In what I hope does not portend a trend, twice this year in separate New York counties (Erie and St. Lawrence) judges went so far as to order animals to be returned to their abuser before trial, and unbelievably, without even having a hearing on the matter! That’s right, no inquiry as to the basis for the criminal charges supporting the animal’s seizure from the abuser, even though the law provides for such in the form of a bond or forfeiture hearing. No effort made by the court to even ascertain whether the conditions had improved since the charges were filed and were now adequate to support the return of animals to their accused abuser.

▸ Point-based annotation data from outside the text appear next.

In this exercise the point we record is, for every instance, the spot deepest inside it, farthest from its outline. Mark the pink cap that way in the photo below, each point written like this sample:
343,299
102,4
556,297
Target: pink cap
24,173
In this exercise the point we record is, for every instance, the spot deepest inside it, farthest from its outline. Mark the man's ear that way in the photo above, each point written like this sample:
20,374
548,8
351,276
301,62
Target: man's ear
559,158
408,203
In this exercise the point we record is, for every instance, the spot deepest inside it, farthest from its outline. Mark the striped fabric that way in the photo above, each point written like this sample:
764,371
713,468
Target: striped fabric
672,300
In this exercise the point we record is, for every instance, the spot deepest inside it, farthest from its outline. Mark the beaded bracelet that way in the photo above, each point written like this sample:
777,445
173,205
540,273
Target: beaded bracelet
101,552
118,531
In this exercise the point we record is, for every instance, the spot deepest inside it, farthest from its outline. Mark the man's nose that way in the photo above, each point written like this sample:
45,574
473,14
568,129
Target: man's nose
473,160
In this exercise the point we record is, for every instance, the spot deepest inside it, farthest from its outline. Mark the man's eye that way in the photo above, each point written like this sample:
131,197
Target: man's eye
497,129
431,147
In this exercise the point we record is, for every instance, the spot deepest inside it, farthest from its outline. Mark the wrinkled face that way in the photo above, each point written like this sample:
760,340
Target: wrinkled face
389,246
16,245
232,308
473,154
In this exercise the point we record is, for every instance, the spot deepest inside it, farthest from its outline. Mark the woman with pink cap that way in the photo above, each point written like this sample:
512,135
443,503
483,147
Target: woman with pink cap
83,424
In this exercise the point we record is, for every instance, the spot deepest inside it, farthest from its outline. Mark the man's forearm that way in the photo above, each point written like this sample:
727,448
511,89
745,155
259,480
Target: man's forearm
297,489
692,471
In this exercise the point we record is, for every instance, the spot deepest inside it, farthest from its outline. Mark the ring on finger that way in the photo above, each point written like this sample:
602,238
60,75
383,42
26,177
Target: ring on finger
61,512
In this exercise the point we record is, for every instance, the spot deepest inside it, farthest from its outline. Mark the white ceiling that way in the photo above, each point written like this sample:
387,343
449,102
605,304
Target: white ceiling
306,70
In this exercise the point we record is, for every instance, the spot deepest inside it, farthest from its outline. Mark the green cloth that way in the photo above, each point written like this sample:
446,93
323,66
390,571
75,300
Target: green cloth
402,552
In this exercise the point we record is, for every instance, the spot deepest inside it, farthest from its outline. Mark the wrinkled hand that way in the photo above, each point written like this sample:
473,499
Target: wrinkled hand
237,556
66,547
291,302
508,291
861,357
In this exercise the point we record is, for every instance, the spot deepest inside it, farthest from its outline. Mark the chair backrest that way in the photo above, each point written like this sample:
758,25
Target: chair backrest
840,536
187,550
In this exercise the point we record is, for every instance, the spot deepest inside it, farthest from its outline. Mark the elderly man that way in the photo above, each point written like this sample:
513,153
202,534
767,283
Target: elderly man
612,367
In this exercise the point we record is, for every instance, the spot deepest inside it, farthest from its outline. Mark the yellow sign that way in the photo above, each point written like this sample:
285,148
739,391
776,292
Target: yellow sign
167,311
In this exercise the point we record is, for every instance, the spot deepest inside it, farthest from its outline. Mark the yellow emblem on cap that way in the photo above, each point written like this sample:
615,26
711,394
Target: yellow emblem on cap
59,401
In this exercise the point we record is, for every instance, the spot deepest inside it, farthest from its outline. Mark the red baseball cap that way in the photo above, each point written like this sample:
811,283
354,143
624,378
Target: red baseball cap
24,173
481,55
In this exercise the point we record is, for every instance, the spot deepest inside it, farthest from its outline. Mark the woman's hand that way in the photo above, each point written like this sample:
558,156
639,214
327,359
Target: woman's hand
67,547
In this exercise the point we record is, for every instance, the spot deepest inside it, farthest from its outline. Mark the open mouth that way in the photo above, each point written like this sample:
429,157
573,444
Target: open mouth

Such judicial arrogance is not only legally improper, it is shockingly inappropriate.
One way to combat this is to pass legislation taking away discretion to hand back abused animals, in the form of mandatory forfeiture of all animals upon conviction, and prohibiting convicted abusers from having contact with animals, as Oregon and several other states have done. ALDF has model laws that may be used as samples for legislation here.
Surely I am not the only one who thinks returning animals to their tormenters is self-evidently wrong?